If the second volume undermines the marriage plot, the third upends the literary fairytale. The Brilliant Friend novels, as they are called in Italy, employ a retrospective first person, as Dickens did in David Copperfield, adding to the impression of autobiography … Greco’s experience of the literary life can be seen as a fictional manifesto on the miseries of publishing: the doubt, the shame, the humiliation, the insults from those one would have hoped to impress or even seduce.
Lila and Elena almost form a composite character, their disparate fates always entwined like two aspects of a single being. Each shares in the sorrows and achievements of the other … Reading Ferrante is an extraordinary experience. There’s a powerful and unsettling candor in her writing; Elena loves Lila, but she also acknowledges that on some level she wishes her friend would die. The narrator’s voice is familiar and confiding, but her gaze settles on every object with an unflinching objectivity.

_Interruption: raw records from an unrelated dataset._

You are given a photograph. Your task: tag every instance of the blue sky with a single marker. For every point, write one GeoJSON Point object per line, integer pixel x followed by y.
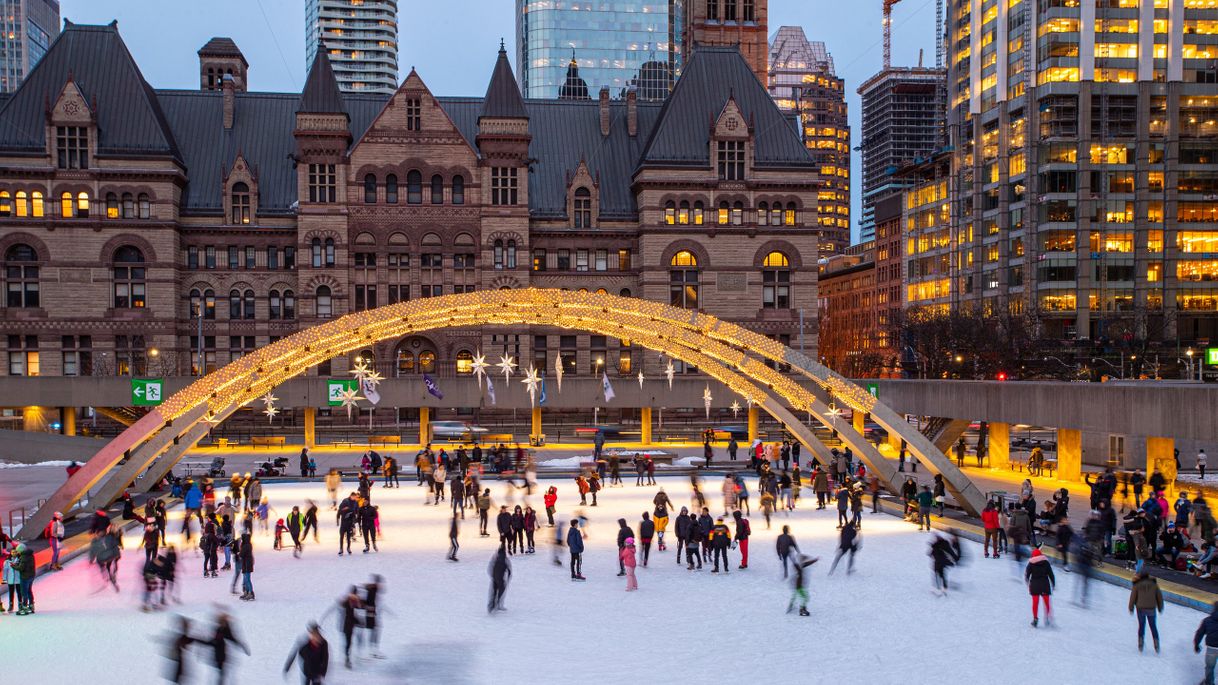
{"type": "Point", "coordinates": [452, 43]}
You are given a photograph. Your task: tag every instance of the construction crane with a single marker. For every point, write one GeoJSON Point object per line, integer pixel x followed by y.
{"type": "Point", "coordinates": [888, 32]}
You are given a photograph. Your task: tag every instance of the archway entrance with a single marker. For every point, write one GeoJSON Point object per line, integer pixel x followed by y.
{"type": "Point", "coordinates": [727, 352]}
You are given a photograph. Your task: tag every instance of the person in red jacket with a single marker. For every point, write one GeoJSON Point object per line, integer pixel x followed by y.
{"type": "Point", "coordinates": [989, 519]}
{"type": "Point", "coordinates": [549, 500]}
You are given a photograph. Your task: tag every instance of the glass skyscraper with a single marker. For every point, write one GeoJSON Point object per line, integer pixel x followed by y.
{"type": "Point", "coordinates": [615, 43]}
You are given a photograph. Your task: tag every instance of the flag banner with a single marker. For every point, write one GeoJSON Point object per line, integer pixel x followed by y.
{"type": "Point", "coordinates": [431, 386]}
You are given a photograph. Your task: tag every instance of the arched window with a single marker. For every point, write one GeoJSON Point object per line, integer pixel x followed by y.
{"type": "Point", "coordinates": [391, 189]}
{"type": "Point", "coordinates": [776, 282]}
{"type": "Point", "coordinates": [582, 217]}
{"type": "Point", "coordinates": [129, 278]}
{"type": "Point", "coordinates": [437, 189]}
{"type": "Point", "coordinates": [324, 302]}
{"type": "Point", "coordinates": [414, 188]}
{"type": "Point", "coordinates": [683, 284]}
{"type": "Point", "coordinates": [21, 277]}
{"type": "Point", "coordinates": [240, 199]}
{"type": "Point", "coordinates": [464, 362]}
{"type": "Point", "coordinates": [370, 189]}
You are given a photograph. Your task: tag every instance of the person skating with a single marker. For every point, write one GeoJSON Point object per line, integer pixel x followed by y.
{"type": "Point", "coordinates": [314, 656]}
{"type": "Point", "coordinates": [499, 571]}
{"type": "Point", "coordinates": [1039, 577]}
{"type": "Point", "coordinates": [786, 545]}
{"type": "Point", "coordinates": [1146, 599]}
{"type": "Point", "coordinates": [742, 536]}
{"type": "Point", "coordinates": [799, 584]}
{"type": "Point", "coordinates": [848, 544]}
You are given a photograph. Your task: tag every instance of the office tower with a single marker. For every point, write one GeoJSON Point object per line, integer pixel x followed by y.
{"type": "Point", "coordinates": [361, 39]}
{"type": "Point", "coordinates": [27, 28]}
{"type": "Point", "coordinates": [802, 81]}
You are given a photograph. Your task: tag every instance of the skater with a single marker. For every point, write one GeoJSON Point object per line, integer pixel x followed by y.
{"type": "Point", "coordinates": [786, 545]}
{"type": "Point", "coordinates": [1039, 577]}
{"type": "Point", "coordinates": [646, 532]}
{"type": "Point", "coordinates": [501, 572]}
{"type": "Point", "coordinates": [799, 589]}
{"type": "Point", "coordinates": [1146, 599]}
{"type": "Point", "coordinates": [314, 656]}
{"type": "Point", "coordinates": [848, 544]}
{"type": "Point", "coordinates": [627, 560]}
{"type": "Point", "coordinates": [575, 546]}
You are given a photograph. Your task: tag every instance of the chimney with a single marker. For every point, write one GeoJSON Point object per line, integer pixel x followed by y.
{"type": "Point", "coordinates": [229, 88]}
{"type": "Point", "coordinates": [632, 112]}
{"type": "Point", "coordinates": [604, 110]}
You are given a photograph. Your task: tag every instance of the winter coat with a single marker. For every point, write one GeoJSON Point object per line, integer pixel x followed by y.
{"type": "Point", "coordinates": [575, 541]}
{"type": "Point", "coordinates": [1145, 595]}
{"type": "Point", "coordinates": [1039, 575]}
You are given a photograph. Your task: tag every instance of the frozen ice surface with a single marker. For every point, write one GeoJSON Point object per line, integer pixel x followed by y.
{"type": "Point", "coordinates": [881, 624]}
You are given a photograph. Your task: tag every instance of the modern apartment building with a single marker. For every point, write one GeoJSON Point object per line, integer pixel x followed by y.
{"type": "Point", "coordinates": [1084, 141]}
{"type": "Point", "coordinates": [27, 28]}
{"type": "Point", "coordinates": [802, 81]}
{"type": "Point", "coordinates": [359, 37]}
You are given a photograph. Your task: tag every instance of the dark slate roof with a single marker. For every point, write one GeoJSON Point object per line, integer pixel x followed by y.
{"type": "Point", "coordinates": [320, 94]}
{"type": "Point", "coordinates": [129, 118]}
{"type": "Point", "coordinates": [711, 76]}
{"type": "Point", "coordinates": [222, 45]}
{"type": "Point", "coordinates": [503, 95]}
{"type": "Point", "coordinates": [262, 133]}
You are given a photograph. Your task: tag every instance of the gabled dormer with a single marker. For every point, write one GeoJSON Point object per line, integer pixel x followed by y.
{"type": "Point", "coordinates": [71, 129]}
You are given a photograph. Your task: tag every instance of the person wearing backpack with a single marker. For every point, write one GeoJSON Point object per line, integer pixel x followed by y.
{"type": "Point", "coordinates": [742, 538]}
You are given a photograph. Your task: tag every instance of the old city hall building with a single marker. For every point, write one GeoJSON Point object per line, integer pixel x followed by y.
{"type": "Point", "coordinates": [144, 229]}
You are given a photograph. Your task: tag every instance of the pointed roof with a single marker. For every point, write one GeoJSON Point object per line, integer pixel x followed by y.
{"type": "Point", "coordinates": [320, 94]}
{"type": "Point", "coordinates": [96, 60]}
{"type": "Point", "coordinates": [503, 98]}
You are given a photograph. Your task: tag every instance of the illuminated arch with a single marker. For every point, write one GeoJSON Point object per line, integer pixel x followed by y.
{"type": "Point", "coordinates": [730, 354]}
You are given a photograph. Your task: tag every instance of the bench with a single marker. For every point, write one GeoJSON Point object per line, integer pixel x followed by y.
{"type": "Point", "coordinates": [268, 440]}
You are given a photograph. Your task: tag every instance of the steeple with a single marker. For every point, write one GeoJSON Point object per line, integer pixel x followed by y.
{"type": "Point", "coordinates": [320, 93]}
{"type": "Point", "coordinates": [575, 88]}
{"type": "Point", "coordinates": [503, 98]}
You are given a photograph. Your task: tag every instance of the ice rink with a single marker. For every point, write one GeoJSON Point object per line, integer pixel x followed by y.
{"type": "Point", "coordinates": [881, 624]}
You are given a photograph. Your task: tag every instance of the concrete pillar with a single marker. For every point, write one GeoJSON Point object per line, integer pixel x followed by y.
{"type": "Point", "coordinates": [311, 427]}
{"type": "Point", "coordinates": [1000, 445]}
{"type": "Point", "coordinates": [424, 425]}
{"type": "Point", "coordinates": [67, 418]}
{"type": "Point", "coordinates": [1070, 454]}
{"type": "Point", "coordinates": [1160, 454]}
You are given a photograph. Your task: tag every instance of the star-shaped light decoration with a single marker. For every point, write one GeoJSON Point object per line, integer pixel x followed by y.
{"type": "Point", "coordinates": [480, 367]}
{"type": "Point", "coordinates": [531, 380]}
{"type": "Point", "coordinates": [507, 363]}
{"type": "Point", "coordinates": [348, 397]}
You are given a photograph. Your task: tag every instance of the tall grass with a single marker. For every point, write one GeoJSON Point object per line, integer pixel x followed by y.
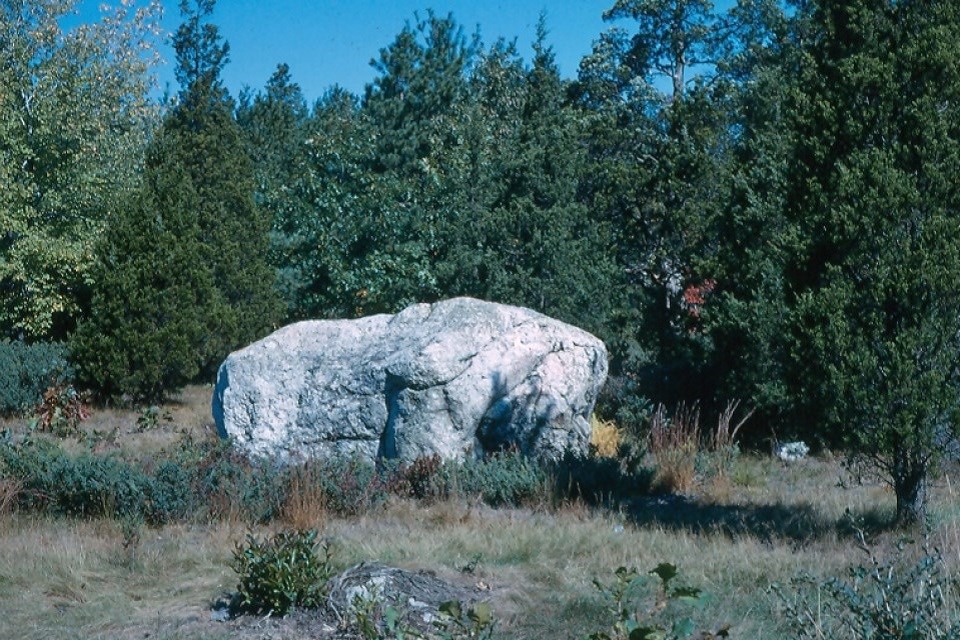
{"type": "Point", "coordinates": [674, 443]}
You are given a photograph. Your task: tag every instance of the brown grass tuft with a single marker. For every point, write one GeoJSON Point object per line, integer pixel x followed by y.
{"type": "Point", "coordinates": [9, 491]}
{"type": "Point", "coordinates": [605, 437]}
{"type": "Point", "coordinates": [305, 503]}
{"type": "Point", "coordinates": [674, 443]}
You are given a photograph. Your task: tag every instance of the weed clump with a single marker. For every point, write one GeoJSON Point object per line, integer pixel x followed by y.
{"type": "Point", "coordinates": [290, 569]}
{"type": "Point", "coordinates": [877, 600]}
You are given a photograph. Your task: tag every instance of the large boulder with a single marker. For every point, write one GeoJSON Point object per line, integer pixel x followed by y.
{"type": "Point", "coordinates": [456, 378]}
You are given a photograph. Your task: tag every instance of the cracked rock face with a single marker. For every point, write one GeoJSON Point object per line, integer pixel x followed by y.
{"type": "Point", "coordinates": [456, 378]}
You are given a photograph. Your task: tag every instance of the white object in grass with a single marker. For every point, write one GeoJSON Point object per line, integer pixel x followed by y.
{"type": "Point", "coordinates": [793, 451]}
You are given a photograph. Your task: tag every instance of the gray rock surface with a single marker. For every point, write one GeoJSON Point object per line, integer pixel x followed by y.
{"type": "Point", "coordinates": [456, 378]}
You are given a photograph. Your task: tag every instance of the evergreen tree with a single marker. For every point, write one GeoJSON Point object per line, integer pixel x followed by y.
{"type": "Point", "coordinates": [74, 119]}
{"type": "Point", "coordinates": [155, 299]}
{"type": "Point", "coordinates": [182, 275]}
{"type": "Point", "coordinates": [854, 310]}
{"type": "Point", "coordinates": [274, 127]}
{"type": "Point", "coordinates": [206, 143]}
{"type": "Point", "coordinates": [526, 238]}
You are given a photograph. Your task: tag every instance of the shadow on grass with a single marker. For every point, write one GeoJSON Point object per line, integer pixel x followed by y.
{"type": "Point", "coordinates": [767, 522]}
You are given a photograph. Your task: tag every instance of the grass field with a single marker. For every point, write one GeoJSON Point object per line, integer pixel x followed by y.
{"type": "Point", "coordinates": [762, 522]}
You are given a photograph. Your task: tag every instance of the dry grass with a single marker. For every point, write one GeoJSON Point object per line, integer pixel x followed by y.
{"type": "Point", "coordinates": [674, 442]}
{"type": "Point", "coordinates": [605, 437]}
{"type": "Point", "coordinates": [62, 578]}
{"type": "Point", "coordinates": [305, 504]}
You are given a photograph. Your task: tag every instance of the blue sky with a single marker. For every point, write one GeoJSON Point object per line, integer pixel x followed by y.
{"type": "Point", "coordinates": [329, 42]}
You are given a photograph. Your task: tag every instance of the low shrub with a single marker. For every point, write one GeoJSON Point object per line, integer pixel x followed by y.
{"type": "Point", "coordinates": [877, 600]}
{"type": "Point", "coordinates": [640, 612]}
{"type": "Point", "coordinates": [235, 488]}
{"type": "Point", "coordinates": [281, 572]}
{"type": "Point", "coordinates": [26, 370]}
{"type": "Point", "coordinates": [49, 480]}
{"type": "Point", "coordinates": [501, 479]}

In Those Who Leave and Those Who Stay, the work of the novelist—especially l’écriture féminine—is dismissed as frivolous and bourgeois, at least compared to the activism and agitation of 1970s Italy … The title suggests absolutes—Those Who Leave (Elena) and Those Who Stay (Lila)—but the subtitle, ‘Middle Time,’ hints at something else. Like its narrator, the novel is less interested in obvious binaries—of language (Neapolitan/Italian), social geography (South/North), ideology (communist/fascist), gender, faith, and class—than in the mucky territory between.
Serious feminist questions spill from every page, not as tidy scholarly inquiries but as body and blood, a true, sustained cri de coeur. Elena can neither shut out men nor deny their cost (Ferrante’s women, often maddened, spend their lives responding to men who, equally maddened, pretty much run things) … Like its two predecessors, this novel’s roller coaster of anguish, advances and setbacks roars on. The miracle is that Ferrante can keep the shocks coming, against a setting whose mildest emotional ambience is already in flames.
Those Who Leave and Those Who Stay covers a great swath of social and personal history and, as a result, features many messy lives that twine around and collide into one another … The novel's driving force is Elena's candor, particularly in the scenes where she makes apparent her disillusionment in the roles of wife and mother and in the powerful finale … Ferrante's women end up as single-minded and as sexually liberated as D.H. Lawrence's women in love. The more she opens their hearts and minds to us, the more her novel grips and moves us in equal measure.